8. Nerede? 13 yaşında çocuğa tecavüz edenin 4 ayda çıktığı ülkede.
9. Biz ne suçluyuz, ne şerefsiz. Sadece zorla mahkum edildiğimiz bir mesleği bırakmak istiyoruz.
10. Şimdi yurtdışındayım. Firarda ve evli.
11. Dönemiyorum; burayı 6 aydan fazla terk etsem pasaportum gidecek. Döndüğümde vatan haini diye kelepçe takıp içeri atacaklar.
12. Sizden tek isteğim, bunu yayınlayın. 15 yıl mecburi hizmet esareti bitsin. Ülkemi ve ailemi çok özledim.
Cezaevinde hiç gazeteci kalmadı!
Gazetecileri Koruma Komitesi böyle açıkladı.
Komitenin “içerideki gazeteciler” istatistiği tuttuğu 1990’dan beri, Latin Amerika dahil, Amerika kıtasında, ilk kez “Cezaevinde hiç gazeteci kalmadığı” ilan edildi.
Yani, askeri darbelerin, cuntaların, baskıların içinden gelmiş Şili, Arjantin, Brezilya, Uruguay, Kolombiya, Nikaragua ve diğerlerinde, cezaevlerinde bir tek gazeteci bulunmuyor artık.
Ne gazeteci olarak ne de, yargının, iktidarların veya kimi meslek örgütünün “Onlar gazetecilikten hükümlü veya tutuklu değil” demesiyle.
Nasıl oldu bu?
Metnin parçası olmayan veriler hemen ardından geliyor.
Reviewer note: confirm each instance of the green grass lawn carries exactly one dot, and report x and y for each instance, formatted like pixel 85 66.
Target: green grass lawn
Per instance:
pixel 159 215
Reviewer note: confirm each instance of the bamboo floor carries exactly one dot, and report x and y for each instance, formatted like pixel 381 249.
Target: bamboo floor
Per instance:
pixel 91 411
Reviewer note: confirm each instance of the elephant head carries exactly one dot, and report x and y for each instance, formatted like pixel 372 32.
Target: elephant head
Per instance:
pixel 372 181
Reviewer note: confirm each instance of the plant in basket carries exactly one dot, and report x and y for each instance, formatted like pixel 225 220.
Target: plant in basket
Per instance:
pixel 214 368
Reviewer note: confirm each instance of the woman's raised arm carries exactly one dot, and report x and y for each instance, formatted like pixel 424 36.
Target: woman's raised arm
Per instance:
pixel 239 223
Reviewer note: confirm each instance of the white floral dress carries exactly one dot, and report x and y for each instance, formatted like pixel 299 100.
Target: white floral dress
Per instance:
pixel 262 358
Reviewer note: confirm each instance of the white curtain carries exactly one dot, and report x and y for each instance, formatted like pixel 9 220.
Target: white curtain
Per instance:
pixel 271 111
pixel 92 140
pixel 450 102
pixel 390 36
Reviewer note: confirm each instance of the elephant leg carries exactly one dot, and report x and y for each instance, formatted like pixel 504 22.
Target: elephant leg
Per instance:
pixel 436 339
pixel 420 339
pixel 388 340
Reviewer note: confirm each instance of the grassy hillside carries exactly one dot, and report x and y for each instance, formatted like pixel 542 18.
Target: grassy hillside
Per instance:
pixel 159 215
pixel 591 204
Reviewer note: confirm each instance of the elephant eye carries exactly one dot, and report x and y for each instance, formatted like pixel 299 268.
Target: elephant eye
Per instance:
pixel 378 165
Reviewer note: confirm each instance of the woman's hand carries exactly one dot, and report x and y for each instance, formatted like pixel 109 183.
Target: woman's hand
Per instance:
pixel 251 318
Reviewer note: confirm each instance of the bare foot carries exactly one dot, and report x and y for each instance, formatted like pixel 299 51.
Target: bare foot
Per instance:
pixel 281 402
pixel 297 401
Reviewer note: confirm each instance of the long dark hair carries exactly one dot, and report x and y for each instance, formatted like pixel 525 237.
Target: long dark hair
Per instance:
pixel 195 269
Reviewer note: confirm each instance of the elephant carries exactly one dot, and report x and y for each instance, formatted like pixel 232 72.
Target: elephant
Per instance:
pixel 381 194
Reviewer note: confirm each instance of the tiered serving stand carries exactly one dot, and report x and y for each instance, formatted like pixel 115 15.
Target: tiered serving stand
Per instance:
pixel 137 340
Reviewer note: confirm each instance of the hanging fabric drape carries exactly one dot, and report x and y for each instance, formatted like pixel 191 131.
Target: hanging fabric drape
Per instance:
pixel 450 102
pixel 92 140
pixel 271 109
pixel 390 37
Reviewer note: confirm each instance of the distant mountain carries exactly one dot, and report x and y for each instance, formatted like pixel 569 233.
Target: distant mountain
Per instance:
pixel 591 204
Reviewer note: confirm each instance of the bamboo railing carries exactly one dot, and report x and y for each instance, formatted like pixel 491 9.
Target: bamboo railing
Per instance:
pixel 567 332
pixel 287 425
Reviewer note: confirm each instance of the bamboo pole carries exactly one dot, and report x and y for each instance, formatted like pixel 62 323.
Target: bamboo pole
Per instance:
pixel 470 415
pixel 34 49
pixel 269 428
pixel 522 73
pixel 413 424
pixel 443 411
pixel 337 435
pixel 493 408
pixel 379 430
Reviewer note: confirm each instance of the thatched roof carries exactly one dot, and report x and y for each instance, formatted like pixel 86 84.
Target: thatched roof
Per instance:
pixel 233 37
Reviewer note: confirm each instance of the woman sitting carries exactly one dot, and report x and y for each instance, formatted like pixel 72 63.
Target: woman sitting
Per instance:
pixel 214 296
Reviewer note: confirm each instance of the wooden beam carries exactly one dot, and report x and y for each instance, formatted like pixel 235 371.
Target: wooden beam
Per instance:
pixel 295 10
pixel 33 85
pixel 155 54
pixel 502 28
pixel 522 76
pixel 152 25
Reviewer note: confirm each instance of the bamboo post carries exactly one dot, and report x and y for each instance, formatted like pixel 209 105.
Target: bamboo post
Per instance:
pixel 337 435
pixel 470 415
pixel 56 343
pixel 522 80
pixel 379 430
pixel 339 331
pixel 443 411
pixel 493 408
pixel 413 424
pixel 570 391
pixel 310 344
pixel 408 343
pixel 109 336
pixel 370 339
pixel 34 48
Bilmiyoruz, çünkü biz Amerika kıtasında yaşamıyoruz.
Biz ise, kıta olarak Avrupalı ama katı olarak Ortadoğuluyuz bu prangalı rakamlarda.
Nitekim, CPJ, Ortadoğu’da içerideki gazeteci sayısının arttığını; başı İran’ın çektiğini belirtiyor ve dünyadaki, bakın dünyadaki, en kötü (veya kimi için en iyi) durumdaki ülkelerin Eritre, Çin, Burma, Vietnam, Suriye, Türkiye olduğunu belirtiyor.
Bizde bu rakam, biliyorsunuz, iktidar tarafından “Onlar gazetecilik yüzünden içeride değil” şeklinde yuvarlanıyor.
Fakat iktidar ne yapsın!
Koskoca Hürriyet’in duayen başyazarı, Türkiye Basın Konseyi, Dünya Basın Konseyleri Başkanı, ağabeyimiz, ustamız da dünyaya böyle ilan ediyordu bir zamanlar: Onlar gazeteci sayılmaz!
O şimdi muhalif oldu…
Beyanını da iktidar aldı, tepe tepe kullanıyor!